During his time on the sideline, Minor determined that he wanted something different. Hence the name change and more-frequent pure, unadulterated music.
Flame had the entire Christian hip-hop sub-genre talking in March with his song “# 1 Spot,” which he admitted to Wade-O Radio was motivated by a movement that Lecrae had supposedly inspired. ThaKiddJopp was more direct, releasing the track “My Letter to Lecrae” earlier this month.
No one between Atlanta and Nashville will hear Minor blasting either song with his windows down.
“I feel like there should be less open letters and more private conversation,” said Minor.

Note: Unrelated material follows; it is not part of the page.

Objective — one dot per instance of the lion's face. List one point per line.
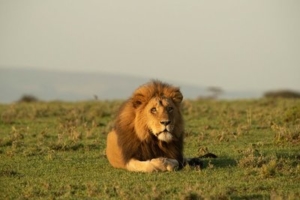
(160, 115)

He said that he’s had a productive conversation with Flame about “#1 Spot.” While Minor doesn’t agree with Flame’s methodology, Minor said that he knows Flame loves the Lord.
The Reflection Music Group artist isn’t nearly as familiar with ThaKiddJopp.
“I don’t know [ThaKiddJopp],” said Minor. “I can’t judge his motives, but first you put out a letter to Lecrae, then you put out a letter to Lecrae’s fans [“Letter to Lecrae Fans”]. Next are you going to put out a letter to Lecrae’s uncle? Then are you going to put out a letter to Lecrae’s dog?”
Minor didn’t want to assume ThaKiddJopp wrote the song solely for attention, but Minor asked why he felt the need to write a song about his issues with Lecrae as opposed to a blog post or actually contacting him.
“Nowadays, Lecrae is everybody’s whipping board,” said Minor. “He never fights back so people can throw rocks at him and they can hurt him.”
Lecrae promised on the song “I Know” that he isn’t fazed by his critics, but Minor said all artists are affected by what they hear to a certain extent because they’re human beings.
Minor’s message: leave Lecrae alone.
“I’m tired of everybody every week coming out with a blog about what Lecrae is doing and what he isn’t doing,” said Minor. “If he’s not doing something right, how about you fill that space and do it right. It’s easy to talk about somebody’s creation when you’re not creating. If your whole brand is built around you tearing somebody else’s down, that’s a sad thing and I don’t really think you really have a brand at all, but you’re just a nitpicker.”
Minor called Lecrae his brother and attested to how Lecrae has been by his side at some of the most broken parts of his life. Minor admitted that seeing skeptics “assassinate [Lecrae’s] character” after “seven years of solid service toward the Lord” over a change in his methodology discouraged him.
While Minor is discouraged by the heat the man who helped him mature has taken, he’s even more troubled by another aspect of that heat’s damage.
“You guys are wasting so much time nitpicking on things that don’t even matter when you could actually be out changing the world, but you’d rather judge somebody else’s motives,” said Minor. “If we spent less time bickering with one another and more time united, pushing toward a goal, we probably could push the gospel way further than we’ve been pushing it. But now [critics] look at Lecrae and say, ‘I want to vicariously push the gospel through you rather than go out and push it myself.’”
Minor revealed the weakness of what has become the Open Letter-era in hip hop: one song isn’t long enough to deliver a complex message.
“These issues that we’re dealing with are much bigger than saying ‘Hey, [you’re] not being as explicit in [your] music,’” said Minor. “They’re worldview issues, and I can’t help your worldview totally with three 16-bar verses.”
He called for those worldview issues to be addressed in curriculum, blog posts, public speaking and round table discussions. Visions which artists are trying to communicate would become clearer through more talking and less rapping.
“When you try to condense all of that information down to three 16’s, regardless of your intentions and how you want to approach things, it winds up coming off as a diss track because you have to cut off critical pieces,” said Minor.
The artist formerly known as PRo said there will be no open letters in “Minorville.”